An Illinois appellate court applies the statute of repose to bar a legal malpractice action against an attorney for improperly setting up a special needs trust for a client's wife suffering from Alzheimer's disease. Doyle v. Hood (Ill. App. Ct. 2d, No. 2-17-1041, Sept. 28, 2018).
In 2011, attorney Thomas Hood prepared a revocable living trust and will for Harry Doyle. Mr. Doyle signed the two documents on December 15, 2011, and died on January 14, 2012. The living trust established a supplemental trust intended as a special needs trust (SNT) for Mr. Doyle’s wife Patricia O’Malley, who suffered from Alzheimer’s disease. Their son Michael Doyle was trustee of the living trust.
Ms. O’Malley was admitted to a long-term-care facility in late 2013 and an application for Medicaid benefits was filed in July 2014 on her behalf. In February 2016 the Illinois Department of Human Services (DHS) included the money in the supplemental trust among Ms. O’Malley’s assets and imposed a spend-down of $236,437.67. In August 2016, on appeal, DHS approved Ms. O’Malley’s application for benefits but instead of a spend-down, she was subject to payment of a $234,561 penalty.
Michael sued Attorney Hood in May 2017 claiming that he negligently funded the SNT through the living trust rather than the will. As a result, Michael averred, Ms. O’Malley rather than Mr. Doyle funded the SNT, giving rise to the penalty. Mr.
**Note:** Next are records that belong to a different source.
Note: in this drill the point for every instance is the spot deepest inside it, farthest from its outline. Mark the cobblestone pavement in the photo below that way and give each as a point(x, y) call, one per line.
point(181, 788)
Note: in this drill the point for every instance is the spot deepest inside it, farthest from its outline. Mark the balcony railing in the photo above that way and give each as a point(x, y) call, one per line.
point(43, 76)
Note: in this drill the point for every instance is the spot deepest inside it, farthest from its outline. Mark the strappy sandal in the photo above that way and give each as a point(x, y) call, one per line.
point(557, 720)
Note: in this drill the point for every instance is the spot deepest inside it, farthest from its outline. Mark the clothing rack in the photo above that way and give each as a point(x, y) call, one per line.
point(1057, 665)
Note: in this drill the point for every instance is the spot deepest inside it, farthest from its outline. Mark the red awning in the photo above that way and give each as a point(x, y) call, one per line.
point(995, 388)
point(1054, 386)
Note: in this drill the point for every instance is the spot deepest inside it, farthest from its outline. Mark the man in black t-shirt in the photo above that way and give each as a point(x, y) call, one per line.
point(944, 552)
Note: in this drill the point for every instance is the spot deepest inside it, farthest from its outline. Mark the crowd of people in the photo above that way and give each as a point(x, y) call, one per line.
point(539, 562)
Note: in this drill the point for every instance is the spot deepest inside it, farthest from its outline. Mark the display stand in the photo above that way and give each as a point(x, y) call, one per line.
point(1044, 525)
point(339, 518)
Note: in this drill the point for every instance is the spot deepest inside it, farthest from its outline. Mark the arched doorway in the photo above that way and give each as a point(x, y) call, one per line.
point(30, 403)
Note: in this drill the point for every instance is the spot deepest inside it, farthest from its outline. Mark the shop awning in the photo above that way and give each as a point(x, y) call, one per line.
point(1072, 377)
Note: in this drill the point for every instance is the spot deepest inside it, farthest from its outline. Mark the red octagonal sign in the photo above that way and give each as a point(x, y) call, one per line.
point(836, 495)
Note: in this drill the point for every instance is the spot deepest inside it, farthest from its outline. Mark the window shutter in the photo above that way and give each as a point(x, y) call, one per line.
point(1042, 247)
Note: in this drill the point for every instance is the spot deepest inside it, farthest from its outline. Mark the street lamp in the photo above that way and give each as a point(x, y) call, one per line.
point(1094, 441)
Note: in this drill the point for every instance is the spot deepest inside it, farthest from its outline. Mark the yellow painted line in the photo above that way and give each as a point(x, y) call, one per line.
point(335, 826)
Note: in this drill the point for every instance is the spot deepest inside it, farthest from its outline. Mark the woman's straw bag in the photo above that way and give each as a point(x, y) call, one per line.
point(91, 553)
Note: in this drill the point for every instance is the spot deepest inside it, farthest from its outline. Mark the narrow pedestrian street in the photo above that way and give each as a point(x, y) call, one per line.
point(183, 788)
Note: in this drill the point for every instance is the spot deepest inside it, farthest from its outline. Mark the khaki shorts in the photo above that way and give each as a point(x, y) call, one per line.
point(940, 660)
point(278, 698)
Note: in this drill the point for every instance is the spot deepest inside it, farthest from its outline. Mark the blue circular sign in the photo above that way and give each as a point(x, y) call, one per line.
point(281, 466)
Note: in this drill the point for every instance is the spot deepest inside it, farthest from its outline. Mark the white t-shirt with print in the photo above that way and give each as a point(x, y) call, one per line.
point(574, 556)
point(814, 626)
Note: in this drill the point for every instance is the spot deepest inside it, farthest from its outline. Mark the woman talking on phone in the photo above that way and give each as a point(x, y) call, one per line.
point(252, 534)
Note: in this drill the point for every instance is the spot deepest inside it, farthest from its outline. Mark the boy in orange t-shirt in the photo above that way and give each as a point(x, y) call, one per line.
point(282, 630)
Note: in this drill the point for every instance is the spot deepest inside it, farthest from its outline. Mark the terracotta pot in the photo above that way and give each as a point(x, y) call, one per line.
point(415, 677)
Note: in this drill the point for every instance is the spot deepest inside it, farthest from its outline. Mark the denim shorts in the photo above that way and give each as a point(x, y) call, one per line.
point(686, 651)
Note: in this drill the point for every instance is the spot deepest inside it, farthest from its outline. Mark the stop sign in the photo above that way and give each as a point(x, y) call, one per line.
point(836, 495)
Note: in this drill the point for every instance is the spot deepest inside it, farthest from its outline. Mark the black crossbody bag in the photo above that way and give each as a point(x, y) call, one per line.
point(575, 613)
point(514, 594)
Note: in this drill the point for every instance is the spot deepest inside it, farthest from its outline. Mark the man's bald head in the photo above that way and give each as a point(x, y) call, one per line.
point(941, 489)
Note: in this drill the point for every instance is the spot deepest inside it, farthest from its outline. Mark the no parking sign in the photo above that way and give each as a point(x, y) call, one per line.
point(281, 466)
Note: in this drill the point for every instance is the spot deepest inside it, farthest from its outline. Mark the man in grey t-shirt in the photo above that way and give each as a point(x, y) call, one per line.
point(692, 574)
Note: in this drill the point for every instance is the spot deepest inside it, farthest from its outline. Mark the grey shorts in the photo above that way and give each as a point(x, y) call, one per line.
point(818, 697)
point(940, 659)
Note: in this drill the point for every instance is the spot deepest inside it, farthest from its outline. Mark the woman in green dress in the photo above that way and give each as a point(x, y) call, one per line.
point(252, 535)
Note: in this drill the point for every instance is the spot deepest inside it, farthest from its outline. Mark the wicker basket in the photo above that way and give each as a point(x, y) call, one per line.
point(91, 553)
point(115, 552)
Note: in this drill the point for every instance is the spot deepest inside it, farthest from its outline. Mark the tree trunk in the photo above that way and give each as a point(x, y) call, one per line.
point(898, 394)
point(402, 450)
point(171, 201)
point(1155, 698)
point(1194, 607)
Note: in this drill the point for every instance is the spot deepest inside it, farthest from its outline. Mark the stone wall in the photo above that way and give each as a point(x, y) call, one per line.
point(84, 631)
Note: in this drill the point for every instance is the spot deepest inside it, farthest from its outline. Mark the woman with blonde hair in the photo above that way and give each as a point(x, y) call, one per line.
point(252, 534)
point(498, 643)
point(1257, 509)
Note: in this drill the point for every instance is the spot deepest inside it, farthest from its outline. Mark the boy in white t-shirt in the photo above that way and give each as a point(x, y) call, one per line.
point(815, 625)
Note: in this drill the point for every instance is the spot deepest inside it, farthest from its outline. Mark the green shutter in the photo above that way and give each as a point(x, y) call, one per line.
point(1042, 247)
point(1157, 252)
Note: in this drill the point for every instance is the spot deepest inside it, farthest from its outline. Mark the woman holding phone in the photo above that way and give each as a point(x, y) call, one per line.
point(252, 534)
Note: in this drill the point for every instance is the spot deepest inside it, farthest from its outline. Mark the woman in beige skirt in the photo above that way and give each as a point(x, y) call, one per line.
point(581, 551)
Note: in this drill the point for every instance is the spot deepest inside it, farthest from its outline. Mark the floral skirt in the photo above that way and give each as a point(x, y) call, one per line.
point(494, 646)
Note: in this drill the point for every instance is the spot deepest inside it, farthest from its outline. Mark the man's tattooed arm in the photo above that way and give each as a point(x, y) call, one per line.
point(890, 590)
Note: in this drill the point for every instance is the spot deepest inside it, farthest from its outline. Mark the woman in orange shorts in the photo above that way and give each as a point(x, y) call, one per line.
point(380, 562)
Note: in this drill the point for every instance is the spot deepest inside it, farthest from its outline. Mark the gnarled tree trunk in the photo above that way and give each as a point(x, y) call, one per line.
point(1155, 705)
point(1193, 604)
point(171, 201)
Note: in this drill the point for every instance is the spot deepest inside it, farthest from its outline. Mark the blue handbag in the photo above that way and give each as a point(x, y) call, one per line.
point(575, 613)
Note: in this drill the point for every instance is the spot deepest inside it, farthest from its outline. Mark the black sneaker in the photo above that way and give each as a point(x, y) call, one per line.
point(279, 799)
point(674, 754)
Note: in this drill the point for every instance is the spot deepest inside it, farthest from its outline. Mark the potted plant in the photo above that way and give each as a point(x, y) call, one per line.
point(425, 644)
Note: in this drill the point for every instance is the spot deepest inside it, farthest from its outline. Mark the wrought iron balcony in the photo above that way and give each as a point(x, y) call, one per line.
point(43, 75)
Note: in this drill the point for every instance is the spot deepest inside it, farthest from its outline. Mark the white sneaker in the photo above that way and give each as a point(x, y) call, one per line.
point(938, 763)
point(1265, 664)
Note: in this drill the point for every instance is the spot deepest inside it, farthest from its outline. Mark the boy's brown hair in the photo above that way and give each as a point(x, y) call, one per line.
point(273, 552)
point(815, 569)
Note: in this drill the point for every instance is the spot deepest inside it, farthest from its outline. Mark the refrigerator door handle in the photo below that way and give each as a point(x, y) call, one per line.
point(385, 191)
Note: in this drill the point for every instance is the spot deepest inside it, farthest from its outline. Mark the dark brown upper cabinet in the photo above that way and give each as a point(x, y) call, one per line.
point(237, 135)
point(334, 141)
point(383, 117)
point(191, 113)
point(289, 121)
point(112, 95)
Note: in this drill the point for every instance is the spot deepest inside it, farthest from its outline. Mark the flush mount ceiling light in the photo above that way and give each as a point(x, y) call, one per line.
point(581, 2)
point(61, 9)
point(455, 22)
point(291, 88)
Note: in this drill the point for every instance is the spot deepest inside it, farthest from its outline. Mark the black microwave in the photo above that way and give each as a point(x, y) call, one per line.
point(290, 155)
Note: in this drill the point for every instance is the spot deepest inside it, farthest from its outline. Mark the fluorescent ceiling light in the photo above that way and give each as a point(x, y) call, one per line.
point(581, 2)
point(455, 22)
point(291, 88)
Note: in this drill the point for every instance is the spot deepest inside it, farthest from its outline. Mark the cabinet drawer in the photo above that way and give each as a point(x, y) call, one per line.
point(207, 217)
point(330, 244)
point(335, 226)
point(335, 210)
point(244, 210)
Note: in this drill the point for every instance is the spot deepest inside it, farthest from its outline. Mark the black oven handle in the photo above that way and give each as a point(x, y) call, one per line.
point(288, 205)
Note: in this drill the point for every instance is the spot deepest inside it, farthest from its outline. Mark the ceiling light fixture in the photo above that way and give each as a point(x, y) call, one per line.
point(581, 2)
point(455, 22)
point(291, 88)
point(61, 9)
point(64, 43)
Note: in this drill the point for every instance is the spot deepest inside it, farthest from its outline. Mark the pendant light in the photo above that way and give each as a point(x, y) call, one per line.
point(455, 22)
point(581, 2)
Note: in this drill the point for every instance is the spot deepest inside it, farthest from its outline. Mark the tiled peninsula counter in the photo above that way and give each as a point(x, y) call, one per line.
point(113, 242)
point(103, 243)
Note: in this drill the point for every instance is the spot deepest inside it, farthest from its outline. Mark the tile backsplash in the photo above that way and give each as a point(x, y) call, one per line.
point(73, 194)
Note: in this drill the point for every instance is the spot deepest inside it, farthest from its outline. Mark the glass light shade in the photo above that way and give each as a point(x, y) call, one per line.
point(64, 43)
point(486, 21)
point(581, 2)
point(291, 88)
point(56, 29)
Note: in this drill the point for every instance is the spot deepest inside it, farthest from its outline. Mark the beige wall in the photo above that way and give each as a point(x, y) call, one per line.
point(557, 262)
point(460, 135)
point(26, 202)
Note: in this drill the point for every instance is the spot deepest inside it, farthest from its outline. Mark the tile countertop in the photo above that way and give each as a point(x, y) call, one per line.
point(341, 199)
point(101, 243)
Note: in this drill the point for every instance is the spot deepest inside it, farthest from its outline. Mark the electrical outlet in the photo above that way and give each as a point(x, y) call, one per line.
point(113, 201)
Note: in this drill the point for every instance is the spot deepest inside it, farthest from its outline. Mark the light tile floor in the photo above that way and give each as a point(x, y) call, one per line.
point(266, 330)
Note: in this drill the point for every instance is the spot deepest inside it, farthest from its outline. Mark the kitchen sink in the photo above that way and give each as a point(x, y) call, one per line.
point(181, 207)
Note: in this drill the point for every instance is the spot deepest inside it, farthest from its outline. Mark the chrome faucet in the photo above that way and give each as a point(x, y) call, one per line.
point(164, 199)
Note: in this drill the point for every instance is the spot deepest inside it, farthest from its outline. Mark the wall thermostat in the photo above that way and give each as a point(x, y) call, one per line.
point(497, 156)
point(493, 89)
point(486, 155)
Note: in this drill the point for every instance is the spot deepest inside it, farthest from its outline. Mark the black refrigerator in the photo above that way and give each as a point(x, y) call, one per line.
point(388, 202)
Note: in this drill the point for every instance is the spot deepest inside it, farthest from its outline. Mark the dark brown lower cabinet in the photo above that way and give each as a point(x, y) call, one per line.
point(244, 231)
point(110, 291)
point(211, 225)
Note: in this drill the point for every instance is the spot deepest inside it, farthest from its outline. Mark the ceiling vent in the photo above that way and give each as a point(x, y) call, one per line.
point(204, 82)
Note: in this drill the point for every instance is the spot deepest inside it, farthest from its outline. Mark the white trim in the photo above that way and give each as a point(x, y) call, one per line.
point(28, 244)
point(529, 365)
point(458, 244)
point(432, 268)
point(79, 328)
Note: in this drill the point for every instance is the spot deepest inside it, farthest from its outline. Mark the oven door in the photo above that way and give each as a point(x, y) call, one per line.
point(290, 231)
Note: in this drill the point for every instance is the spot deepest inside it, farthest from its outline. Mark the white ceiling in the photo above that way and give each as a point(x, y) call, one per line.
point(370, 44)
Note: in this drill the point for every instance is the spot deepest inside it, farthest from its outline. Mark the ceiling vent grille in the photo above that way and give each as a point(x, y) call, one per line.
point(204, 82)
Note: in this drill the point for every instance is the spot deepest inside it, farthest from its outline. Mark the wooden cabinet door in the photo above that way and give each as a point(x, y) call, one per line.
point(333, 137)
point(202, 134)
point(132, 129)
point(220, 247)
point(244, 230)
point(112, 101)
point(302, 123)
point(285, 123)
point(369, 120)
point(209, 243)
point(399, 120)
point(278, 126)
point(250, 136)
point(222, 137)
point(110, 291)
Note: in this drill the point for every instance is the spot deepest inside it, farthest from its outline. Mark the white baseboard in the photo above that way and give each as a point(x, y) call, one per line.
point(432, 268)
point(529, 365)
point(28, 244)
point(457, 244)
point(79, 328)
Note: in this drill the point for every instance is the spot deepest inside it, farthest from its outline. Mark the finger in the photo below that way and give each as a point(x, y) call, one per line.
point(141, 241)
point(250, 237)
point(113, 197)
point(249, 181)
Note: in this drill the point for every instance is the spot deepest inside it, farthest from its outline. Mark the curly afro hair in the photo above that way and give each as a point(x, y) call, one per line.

Hood moved to dismiss the case, arguing that the case was time-barred by the two-year repose period contained in Illinois Code of Civil Procedure (Code) section 13-214.3(d). The court agreed and dismissed the case. Michael appealed, arguing, inter alia, that the six-year repose period found in section 13-214.3(c) of the Code applied; that the injury from Mr. Hood’s negligence arose at the time the estate documents were prepared, not upon Mr. Doyle’s death; and that Ms. O’Malley’s disability tolled the repose period.
The Appellate Court of Illinois, Second District, affirms dismissal. Section 13-214.3(d) of the Code shortens to two years the repose period for legal malpractice actions where the injury does not occur until the death of the client to whom the services were provided. The court concludes that the alleged injury to Ms. O’Malley did not occur until Mr. Doyle’s death because he could have revised his living trust and will at any time. It was not until he died, when the living trust became irrevocable and the SNT was funded, that the injury to Ms. O’Malley occurred. The court further finds that Ms. O’Malley’s disability has no impact on time limits to bring suit because she had no authority to sue on the trust’s behalf.